Focal Adhesion Kinase: A Key Mediator of Transforming Growth Factor Beta Signaling in Fibroblasts

Significance: There is no effective drug therapy for scarring and fibrotic disease. The cytokine transforming growth factor beta (TGF-beta) promotes tissue repair, but its excessive action can lead to over exuberant scarring and fibrotic disease. However, owing to the multifunctional nature of TGF-beta, broad targeting of the canonical Smad-TGF-beta signaling pathway in vivo is likely to have unintended, deleterious consequences.
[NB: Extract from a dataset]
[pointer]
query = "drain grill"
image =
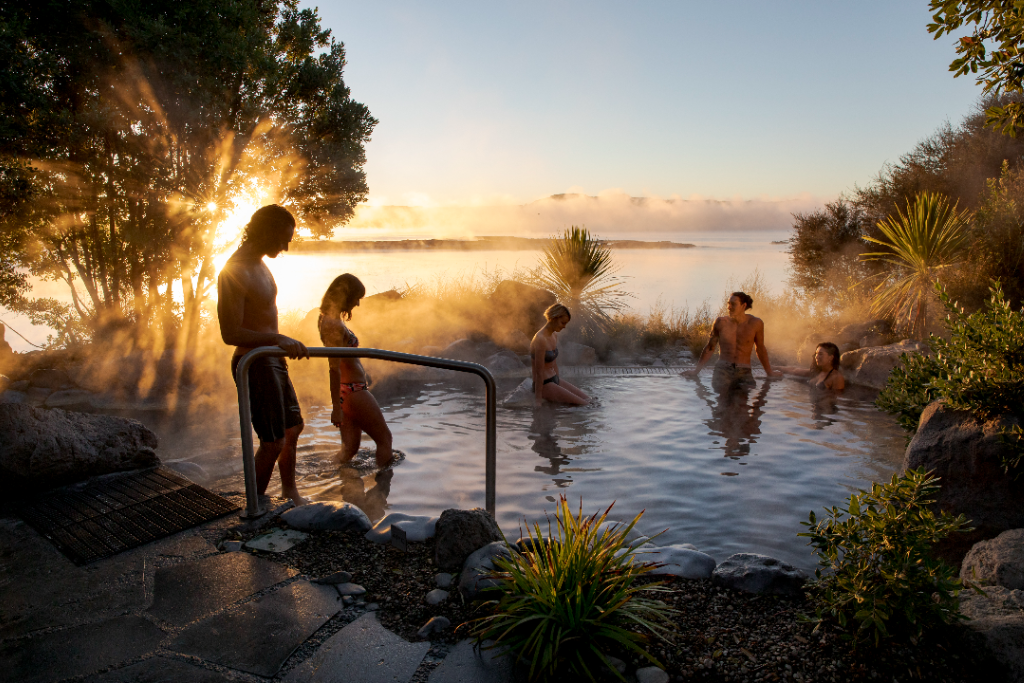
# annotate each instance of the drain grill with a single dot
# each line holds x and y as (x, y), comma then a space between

Recent Advances: (1) The myofibroblast is the essential cell type that mediates tissue repair and fibrosis. (2) TGF-beta is an essential contributor to myofibroblast differentiation and activity. (3) TGF-beta selectively promotes tissue repair and fibrosis via the noncanonical focal adhesion kinase (FAK) pathway; FAK mediates myofibroblast differentiation, and hence may represent a novel intervention point for drugs treating fibrotic disease. Critical Issues: Excessive scarring (e.g., in hypertrophic scars, keloids, and scleroderma) is characterized by enhanced TGF-beta signaling and is a major clinical problem. Drugs that selectively and effectively control the profibrotic action of TGF-beta is therefore of clinical relevance. Future Directions: FAK inhibition may represent a novel therapy for scarring disorders.